Portanto, atendendo aos anseios de grande parte da doutrina, o Novo Código de Processo Civil assegura a possibilidade do sócio administrador de empresa ou sociedade integrante de grupo econômico formule sua defesa com o devido lastro probatório, antes da apreciação do pedido de redirecionamento. Vejamos o que prescreve o novo diploma:
Art. 133. O incidente de desconsideração da personalidade jurídica será instaurado a pedido da parte ou do Ministério Público, quando lhe couber intervir no processo.
§ 1o O pedido de desconsideração da personalidade jurídica observará os pressupostos previstos em lei.

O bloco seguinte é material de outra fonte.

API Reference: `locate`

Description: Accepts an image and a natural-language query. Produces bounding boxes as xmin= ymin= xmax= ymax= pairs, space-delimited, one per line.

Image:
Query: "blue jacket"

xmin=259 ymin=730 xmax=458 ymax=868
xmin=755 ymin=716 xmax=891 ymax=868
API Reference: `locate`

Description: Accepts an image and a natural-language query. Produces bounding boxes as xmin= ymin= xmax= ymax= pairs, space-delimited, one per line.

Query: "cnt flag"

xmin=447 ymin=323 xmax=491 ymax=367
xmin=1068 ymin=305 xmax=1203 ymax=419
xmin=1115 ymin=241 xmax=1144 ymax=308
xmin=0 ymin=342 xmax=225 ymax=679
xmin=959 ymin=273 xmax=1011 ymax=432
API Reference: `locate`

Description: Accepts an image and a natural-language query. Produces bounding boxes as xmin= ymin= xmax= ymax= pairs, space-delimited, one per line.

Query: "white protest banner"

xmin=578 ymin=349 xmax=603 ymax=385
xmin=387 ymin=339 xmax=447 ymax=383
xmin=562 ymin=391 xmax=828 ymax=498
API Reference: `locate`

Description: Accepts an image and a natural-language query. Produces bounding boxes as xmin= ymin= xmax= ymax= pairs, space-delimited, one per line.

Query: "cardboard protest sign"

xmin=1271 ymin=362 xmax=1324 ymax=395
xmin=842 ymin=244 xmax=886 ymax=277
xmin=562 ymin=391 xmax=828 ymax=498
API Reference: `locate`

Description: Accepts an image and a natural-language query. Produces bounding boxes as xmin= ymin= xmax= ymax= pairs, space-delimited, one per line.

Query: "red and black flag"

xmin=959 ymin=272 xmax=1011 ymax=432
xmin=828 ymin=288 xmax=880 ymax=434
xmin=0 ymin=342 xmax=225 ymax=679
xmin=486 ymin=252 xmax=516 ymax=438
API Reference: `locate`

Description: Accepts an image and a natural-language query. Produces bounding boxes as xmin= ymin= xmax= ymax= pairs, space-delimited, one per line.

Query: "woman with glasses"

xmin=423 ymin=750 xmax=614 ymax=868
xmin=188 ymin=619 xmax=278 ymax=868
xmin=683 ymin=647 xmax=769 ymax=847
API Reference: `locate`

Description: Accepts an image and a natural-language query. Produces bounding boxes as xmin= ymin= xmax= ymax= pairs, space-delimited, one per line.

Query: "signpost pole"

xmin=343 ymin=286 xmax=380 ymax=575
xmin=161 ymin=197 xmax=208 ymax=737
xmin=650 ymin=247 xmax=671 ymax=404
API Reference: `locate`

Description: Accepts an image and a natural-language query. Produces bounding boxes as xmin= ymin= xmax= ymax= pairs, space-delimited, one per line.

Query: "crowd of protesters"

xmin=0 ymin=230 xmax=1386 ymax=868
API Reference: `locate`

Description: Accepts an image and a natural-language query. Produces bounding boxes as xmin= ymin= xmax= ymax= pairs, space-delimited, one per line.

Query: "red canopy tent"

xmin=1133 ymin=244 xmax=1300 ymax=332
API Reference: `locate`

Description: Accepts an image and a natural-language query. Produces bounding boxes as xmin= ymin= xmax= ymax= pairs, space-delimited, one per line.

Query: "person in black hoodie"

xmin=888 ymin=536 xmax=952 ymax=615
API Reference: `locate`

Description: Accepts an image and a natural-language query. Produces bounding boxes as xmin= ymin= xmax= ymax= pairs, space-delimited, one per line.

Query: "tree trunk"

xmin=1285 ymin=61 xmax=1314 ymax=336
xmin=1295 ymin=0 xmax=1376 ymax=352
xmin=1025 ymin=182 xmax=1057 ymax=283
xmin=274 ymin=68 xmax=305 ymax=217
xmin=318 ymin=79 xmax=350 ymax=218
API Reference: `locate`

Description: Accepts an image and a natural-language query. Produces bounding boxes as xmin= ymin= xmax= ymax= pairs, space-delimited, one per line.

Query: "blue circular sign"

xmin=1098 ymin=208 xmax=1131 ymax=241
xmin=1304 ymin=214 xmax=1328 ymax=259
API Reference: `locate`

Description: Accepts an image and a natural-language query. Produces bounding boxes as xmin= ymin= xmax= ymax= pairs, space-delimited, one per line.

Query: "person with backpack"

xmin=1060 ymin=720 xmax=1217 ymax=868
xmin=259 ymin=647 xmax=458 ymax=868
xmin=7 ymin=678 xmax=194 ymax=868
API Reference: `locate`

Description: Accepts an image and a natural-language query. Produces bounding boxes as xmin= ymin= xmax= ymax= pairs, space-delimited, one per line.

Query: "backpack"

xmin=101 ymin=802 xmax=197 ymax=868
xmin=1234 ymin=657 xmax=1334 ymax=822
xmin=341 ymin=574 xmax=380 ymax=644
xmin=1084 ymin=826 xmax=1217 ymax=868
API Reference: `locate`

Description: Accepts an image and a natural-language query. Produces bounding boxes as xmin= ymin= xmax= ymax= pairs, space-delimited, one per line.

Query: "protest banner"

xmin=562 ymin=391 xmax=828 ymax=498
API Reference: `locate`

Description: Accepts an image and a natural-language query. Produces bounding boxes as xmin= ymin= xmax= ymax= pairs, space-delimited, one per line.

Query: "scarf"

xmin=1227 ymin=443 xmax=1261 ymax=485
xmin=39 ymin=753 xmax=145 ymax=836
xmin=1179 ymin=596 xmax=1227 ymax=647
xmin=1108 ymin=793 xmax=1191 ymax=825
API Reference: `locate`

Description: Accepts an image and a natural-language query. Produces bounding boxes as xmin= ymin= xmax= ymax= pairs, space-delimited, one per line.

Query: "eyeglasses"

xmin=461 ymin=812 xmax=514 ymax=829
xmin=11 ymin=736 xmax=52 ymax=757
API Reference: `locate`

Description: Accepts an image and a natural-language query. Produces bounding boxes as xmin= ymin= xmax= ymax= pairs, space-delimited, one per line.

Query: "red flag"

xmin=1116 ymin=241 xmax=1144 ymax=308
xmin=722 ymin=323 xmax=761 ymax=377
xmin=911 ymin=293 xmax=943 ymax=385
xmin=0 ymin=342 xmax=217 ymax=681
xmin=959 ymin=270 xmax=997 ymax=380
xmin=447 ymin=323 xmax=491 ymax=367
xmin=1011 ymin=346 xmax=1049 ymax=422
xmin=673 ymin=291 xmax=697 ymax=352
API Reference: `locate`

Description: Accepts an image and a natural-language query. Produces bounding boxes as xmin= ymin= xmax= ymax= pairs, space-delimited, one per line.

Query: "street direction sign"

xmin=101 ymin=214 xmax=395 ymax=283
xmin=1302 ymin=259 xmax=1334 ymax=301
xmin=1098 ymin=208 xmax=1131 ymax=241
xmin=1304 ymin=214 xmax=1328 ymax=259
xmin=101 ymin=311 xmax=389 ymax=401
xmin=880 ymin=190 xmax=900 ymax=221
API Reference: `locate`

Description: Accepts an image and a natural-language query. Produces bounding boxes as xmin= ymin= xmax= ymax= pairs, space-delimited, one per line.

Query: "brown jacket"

§ 2o Aplica-se o disposto neste Capítulo à hipótese de desconsideração inversa da personalidade jurídica.
Art. 134. O incidente de desconsideração é cabível em todas as fases do processo de conhecimento, no cumprimento de sentença e na execução fundada em título executivo extrajudicial.
§ 1o A instauração do incidente será imediatamente comunicada ao distribuidor para as anotações devidas.
§ 2o Dispensa-se a instauração do incidente se a desconsideração da personalidade jurídica for requerida na petição inicial, hipótese em que será citado o sócio ou a pessoa jurídica.
§ 3o A instauração do incidente suspenderá o processo, salvo na hipótese do § 2o.
§ 4o O requerimento deve demonstrar o preenchimento dos pressupostos legais específicos para desconsideração da personalidade jurídica.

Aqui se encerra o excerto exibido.